Hierarchical density-based clustering over mutual-reachability distances. More...

#include <clustering/hdbscan.h>

Classes
struct	CondensedTreeView
	Read-only view over the condensed-tree result. More...

Public Member Functions
	HDBSCAN (std::size_t minClusterSize, std::size_t minSamples=0, hdbscan::ClusterSelectionMethod method=hdbscan::ClusterSelectionMethod::kEom, std::size_t nJobs=0, hdbscan::MinSamplesConvention convention=hdbscan::MinSamplesConvention::kSklearn)
	Construct a reusable HDBSCAN fitter.
	HDBSCAN (const HDBSCAN &)=delete
HDBSCAN &	operator= (const HDBSCAN &)=delete
	HDBSCAN (HDBSCAN &&)=delete
HDBSCAN &	operator= (HDBSCAN &&)=delete
	~HDBSCAN ()=default
void	run (const NDArray< T, 2 > &X)
	Fit to `X`.
const NDArray< std::int32_t, 1 > &	labels () const noexcept
	Length-n assignment; -1 marks noise.
const NDArray< T, 1 > &	outlierScores () const noexcept
	Length-n per-point GLOSH outlier scores in [0, 1].
std::size_t	nClusters () const noexcept
	Total number of clusters discovered by the most recent run, or `0` if no fit has produced a result yet.
CondensedTreeView	condensedTree () const noexcept
	Borrowed view over the condensed tree from the most recent run, or an empty view if no fit has produced a result yet.
void	reset ()
	Release every scratch buffer. The next run call reallocates against its shape.

Detailed Description

template<class T, class MstBackend = hdbscan::AutoMstBackend<T>>
requires hdbscan::MstBackendStrategy<MstBackend, T>
class clustering::HDBSCAN< T, MstBackend >

Hierarchical density-based clustering over mutual-reachability distances.

HDBSCAN* extends DBSCAN with a hierarchical condensation step that auto-selects density thresholds, produces per-cluster stability, and yields GLOSH outlier scores as a byproduct.

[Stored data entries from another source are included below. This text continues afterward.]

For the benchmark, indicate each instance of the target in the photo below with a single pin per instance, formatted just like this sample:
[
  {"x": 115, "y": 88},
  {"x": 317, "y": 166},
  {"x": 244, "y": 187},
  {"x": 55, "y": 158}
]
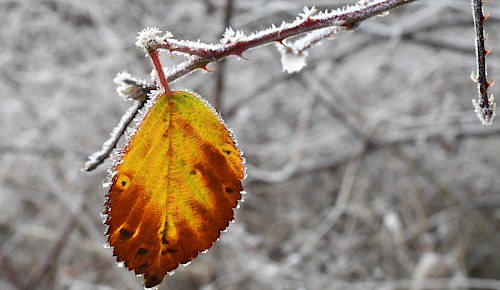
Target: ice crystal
[
  {"x": 129, "y": 87},
  {"x": 485, "y": 113},
  {"x": 150, "y": 37}
]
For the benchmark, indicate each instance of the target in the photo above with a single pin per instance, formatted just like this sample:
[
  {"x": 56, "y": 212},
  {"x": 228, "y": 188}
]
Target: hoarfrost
[
  {"x": 149, "y": 38},
  {"x": 485, "y": 114}
]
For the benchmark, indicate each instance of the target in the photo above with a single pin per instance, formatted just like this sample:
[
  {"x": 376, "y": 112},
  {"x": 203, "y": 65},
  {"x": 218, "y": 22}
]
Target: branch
[
  {"x": 236, "y": 43},
  {"x": 484, "y": 106}
]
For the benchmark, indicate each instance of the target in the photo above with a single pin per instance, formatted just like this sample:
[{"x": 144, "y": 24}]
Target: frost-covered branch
[
  {"x": 199, "y": 54},
  {"x": 485, "y": 105}
]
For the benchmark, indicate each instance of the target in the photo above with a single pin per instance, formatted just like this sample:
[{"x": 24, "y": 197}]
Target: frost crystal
[
  {"x": 149, "y": 38},
  {"x": 231, "y": 36},
  {"x": 129, "y": 87},
  {"x": 308, "y": 12},
  {"x": 486, "y": 114}
]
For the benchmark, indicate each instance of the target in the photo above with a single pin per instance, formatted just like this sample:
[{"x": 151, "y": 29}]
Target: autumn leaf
[{"x": 174, "y": 187}]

The MST boundary is the only template axis; everything downstream (condensed tree, cluster extraction, outlier scoring) is monomorphic. The default MstBackend is hdbscan::AutoMstBackend, which dispatches between Prim, Boruvka, and NN-Descent on the input shape; callers who want to pin a specific backend may supply it as the second template argument.

Note: HDBSCAN does NOT own X. The caller must keep the NDArray alive for the duration of every run call. Data-dependent indices (KDTree, kNN graph) are rebuilt on every fit so in-place buffer mutations through a borrowed view can never produce a silent cache miss. Shape-indexed scratch (heaps, reusable buffers) may be amortized at fixed (n, d, minSamples); a shape change rebuilds. reset returns the instance to fresh-constructed state.; On a freshly-constructed or just- reset instance, all result accessors return empty values (an empty label array, empty outlier-score array, zero cluster count, and an empty condensed-tree view).; Labels and outlier scores follow the Campello 2015 formula over Euclidean mutual-reachability distances, matching the reference implementation.; The minSamples argument is interpreted per clustering::hdbscan::MinSamplesConvention. The default (kSklearn) treats the query point itself as one of the minSamples neighbours; pass kCampello to count non-self neighbours only. The two conventions differ by one neighbour and produce different MSTs on high-dimensional inputs.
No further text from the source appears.